あの綺麗で美しいオーロラがガラス玉に入ったかのような瞳が…涙でより綺麗に見えたのが…私が見惚れるには充分でした…。
それでも…これは私に向けての感情じゃなかった…。
目が…目が私を見ていたはずなのに…あの輝いてる綺麗で見惚れてしまうオーロラ色の瞳が…。

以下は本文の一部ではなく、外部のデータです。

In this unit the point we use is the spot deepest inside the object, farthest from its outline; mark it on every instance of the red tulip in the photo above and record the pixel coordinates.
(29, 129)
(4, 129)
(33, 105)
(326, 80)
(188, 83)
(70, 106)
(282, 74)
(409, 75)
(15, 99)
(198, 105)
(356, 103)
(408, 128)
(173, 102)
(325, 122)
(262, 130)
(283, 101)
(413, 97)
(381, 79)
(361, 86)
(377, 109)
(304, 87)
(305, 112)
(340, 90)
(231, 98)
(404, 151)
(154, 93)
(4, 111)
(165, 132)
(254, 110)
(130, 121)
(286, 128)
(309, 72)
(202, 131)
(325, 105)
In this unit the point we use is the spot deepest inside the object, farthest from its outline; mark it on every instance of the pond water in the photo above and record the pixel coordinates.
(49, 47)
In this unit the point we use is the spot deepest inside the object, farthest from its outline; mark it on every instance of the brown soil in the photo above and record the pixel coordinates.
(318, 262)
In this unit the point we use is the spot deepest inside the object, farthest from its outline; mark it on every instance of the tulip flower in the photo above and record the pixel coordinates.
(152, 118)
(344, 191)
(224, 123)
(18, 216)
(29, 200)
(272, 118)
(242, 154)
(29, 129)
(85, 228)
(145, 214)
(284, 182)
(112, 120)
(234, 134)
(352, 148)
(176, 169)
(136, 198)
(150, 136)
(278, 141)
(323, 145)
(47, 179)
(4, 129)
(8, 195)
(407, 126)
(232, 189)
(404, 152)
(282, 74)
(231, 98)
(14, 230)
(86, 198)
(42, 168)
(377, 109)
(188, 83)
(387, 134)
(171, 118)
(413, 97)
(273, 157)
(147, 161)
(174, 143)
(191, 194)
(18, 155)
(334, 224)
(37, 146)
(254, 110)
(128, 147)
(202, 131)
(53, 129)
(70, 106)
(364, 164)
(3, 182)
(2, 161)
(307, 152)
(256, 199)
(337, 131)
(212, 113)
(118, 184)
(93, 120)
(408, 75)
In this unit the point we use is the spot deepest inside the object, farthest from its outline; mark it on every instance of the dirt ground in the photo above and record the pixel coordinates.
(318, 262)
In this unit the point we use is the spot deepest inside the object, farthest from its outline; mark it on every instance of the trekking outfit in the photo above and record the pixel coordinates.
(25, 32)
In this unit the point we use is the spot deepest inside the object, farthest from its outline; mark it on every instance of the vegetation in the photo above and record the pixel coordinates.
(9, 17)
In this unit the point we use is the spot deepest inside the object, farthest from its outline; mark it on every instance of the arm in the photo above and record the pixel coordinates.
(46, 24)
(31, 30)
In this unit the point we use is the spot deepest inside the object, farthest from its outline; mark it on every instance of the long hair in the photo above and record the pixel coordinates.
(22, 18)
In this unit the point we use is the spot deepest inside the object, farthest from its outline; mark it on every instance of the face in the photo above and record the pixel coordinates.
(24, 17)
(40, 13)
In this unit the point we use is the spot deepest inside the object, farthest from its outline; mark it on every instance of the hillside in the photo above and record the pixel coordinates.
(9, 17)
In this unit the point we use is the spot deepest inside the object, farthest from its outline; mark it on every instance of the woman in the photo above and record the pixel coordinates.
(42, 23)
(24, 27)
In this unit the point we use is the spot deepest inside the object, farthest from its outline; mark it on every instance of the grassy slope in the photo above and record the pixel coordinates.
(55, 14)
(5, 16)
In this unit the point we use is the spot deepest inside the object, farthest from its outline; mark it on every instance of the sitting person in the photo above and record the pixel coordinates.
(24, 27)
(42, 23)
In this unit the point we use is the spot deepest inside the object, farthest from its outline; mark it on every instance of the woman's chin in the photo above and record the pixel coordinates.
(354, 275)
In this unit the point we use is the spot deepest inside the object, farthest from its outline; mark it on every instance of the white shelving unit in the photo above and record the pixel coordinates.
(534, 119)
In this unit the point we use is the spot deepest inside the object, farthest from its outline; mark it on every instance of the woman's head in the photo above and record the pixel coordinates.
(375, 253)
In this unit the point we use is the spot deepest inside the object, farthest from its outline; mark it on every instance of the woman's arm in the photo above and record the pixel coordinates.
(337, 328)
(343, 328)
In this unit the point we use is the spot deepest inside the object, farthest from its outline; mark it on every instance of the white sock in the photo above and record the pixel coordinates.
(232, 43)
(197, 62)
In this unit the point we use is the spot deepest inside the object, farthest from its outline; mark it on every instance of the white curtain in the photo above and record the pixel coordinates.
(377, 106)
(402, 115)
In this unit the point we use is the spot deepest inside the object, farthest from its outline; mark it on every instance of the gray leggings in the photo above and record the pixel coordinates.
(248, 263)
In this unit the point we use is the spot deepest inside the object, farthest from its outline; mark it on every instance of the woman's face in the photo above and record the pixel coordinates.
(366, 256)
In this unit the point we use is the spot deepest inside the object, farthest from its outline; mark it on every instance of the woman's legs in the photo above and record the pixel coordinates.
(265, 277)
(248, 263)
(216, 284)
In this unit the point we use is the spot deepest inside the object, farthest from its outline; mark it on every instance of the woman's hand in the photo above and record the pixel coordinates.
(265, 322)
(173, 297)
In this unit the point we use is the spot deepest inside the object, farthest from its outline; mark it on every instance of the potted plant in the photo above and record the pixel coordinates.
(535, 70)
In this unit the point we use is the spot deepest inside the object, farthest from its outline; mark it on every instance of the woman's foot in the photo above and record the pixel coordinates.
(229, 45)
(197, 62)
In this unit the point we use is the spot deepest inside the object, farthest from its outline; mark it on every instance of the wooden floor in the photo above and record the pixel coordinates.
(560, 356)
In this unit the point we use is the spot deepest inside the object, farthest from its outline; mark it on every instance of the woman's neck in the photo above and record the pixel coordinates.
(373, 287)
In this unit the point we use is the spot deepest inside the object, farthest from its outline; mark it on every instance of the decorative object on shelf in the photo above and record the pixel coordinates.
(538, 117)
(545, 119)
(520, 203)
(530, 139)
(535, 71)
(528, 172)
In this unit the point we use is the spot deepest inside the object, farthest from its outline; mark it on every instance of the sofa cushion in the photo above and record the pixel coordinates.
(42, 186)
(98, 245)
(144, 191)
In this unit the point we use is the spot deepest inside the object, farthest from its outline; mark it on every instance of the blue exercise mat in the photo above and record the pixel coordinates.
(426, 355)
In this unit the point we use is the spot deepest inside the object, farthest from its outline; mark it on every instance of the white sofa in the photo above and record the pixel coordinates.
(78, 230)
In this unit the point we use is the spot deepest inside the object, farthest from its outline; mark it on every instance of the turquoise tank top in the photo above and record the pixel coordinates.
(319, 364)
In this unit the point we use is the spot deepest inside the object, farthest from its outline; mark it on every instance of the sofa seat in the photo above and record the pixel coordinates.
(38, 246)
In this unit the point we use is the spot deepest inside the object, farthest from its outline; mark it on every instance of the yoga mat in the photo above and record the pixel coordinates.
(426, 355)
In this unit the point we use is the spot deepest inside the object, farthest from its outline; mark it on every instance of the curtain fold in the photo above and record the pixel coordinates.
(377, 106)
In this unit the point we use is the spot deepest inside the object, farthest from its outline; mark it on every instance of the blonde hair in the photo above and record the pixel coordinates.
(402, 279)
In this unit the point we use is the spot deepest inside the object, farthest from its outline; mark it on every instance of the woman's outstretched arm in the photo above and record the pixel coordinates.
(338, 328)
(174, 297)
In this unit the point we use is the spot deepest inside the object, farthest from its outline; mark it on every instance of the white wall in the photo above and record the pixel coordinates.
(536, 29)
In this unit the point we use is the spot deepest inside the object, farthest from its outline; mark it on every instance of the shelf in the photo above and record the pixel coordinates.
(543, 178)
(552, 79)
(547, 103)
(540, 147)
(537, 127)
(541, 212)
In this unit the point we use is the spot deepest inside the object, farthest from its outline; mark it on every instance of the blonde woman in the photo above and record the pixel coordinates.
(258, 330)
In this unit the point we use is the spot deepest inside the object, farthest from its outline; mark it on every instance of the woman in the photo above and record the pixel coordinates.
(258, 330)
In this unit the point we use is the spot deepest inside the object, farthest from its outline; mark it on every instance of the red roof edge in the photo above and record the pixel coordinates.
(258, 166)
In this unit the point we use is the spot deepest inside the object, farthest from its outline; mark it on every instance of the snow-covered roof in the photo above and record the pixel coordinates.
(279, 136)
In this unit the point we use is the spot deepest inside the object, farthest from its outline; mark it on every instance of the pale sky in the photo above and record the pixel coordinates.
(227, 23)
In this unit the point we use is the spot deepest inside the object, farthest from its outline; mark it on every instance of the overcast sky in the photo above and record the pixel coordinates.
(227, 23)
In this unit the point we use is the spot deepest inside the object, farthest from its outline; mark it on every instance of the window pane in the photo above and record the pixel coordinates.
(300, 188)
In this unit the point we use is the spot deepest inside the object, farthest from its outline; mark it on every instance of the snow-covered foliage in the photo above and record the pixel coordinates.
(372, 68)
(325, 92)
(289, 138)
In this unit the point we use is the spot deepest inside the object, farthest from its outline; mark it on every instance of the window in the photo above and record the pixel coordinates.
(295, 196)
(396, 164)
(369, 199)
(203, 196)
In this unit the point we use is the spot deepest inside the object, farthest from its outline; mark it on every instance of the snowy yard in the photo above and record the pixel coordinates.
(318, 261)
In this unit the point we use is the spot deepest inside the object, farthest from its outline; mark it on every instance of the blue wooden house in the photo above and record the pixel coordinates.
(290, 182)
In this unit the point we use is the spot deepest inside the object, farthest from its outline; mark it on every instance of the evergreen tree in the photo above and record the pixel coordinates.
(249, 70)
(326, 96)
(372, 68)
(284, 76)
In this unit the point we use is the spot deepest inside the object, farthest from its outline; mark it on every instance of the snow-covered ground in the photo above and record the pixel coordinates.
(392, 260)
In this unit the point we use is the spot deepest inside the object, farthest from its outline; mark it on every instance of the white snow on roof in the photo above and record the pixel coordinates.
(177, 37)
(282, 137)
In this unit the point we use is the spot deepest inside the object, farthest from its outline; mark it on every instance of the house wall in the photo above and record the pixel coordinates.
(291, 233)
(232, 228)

あの女性を見ているんだと…そう思わずにはいられなかった。
私は…私は貴方のお陰で生まれたんですよ。
筆というキャンパスに生命を…この地球を自分の手で描ける神の道具を向けて、貴方の才能…技能…技術…繊細に…私を描いてくれていたんです。
あと少しで…あと少しで私は完成するのに…。
貴方は…やはりあの女性にしか見惚れていなかった…。
私にはあの目を…あの目を向けても愛情も感じつただただ絵としか私を見てくれなかった…。
ならせめて…
貴方のその目を…美しい目を…
いただくといたします。
死ぬのはその後に…
お願い致します。
私の大切な
旦那様。
速報。有名画家の〇〇氏、死亡。
〇〇月〇〇日に有名画家の〇〇氏が自宅で亡くなっていた。
〇〇氏が何日も連絡が付かないことに不審を持った関係者が自宅に入った所〇〇氏がアトリエ部屋に完成間近の絵に顔を押し付けるように亡くなっていたということです。
目撃者の話によると〇〇氏の目が抜き取られたかの様に消失していたということで警察は殺人の線で捜査を続けているということです。
「いやさ、なんかどっかの女と密会してるみたいだったんだがどうやら死んだらしいんだよね。
なんでだっけな…。なんか嵐の日に態々、先生の所に向かっている途中に事故ったんだってさ。そしてそれを聞かされた先生はどんどんと憔悴してねえ…。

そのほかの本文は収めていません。